Now that the solo artist can coincide with the Men At Work legend, Hay might be able to rekindle a bit of what he once had.
“I think I still pretty much fly below the radar so to speak. Not that I particularly want to, but I think my music is noticed by a lot of people. A lot of people hear it, but in terms of just trying to make an impression and the so-called music business if you like, whether it be trying to get airplay or trying to get placement or trying to get people within the industry to take note of it or pay attention to it, that's pretty elusive.

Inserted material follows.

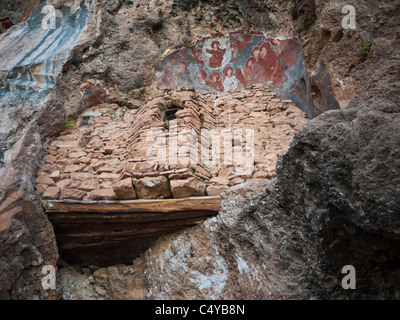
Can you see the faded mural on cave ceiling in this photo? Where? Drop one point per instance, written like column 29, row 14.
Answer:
column 238, row 61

At least it has been for me.
“I mean, if my music can get exposed to people, then they tend to react to it very positively. I suppose that the best example of that was that song “I Just Don't Think I'll Ever Get Over You,” which was on a record of mine for I think probably close to 10 years before it was actually noticed by the public, because Zach Braff put it in his movie (“2004 Garden State.”) Then it got released by Sony as a soundtrack and went platinum. People responded really well to the song. So that's the frustration involved with what I do, it's just kind of feeling like you're doing your best work, but it's pretty much like seeing your audience through a glass wall and they can't hear you.”
Hay said he is happy to cool off in Michigan and is excited for the Men At Work fans as his current run has been a heater.
“It's been really hot, because we've been in Florida and southern states, Alabama. I think we're in Virginia now. It's a little cooler today. The audiences have been really good, everything’s been running pretty smoothly right now.
“It’s a nourishing way to live. As I see it, the audience that I've had for the last 40 years have been really great. So it keeps me moving forward.”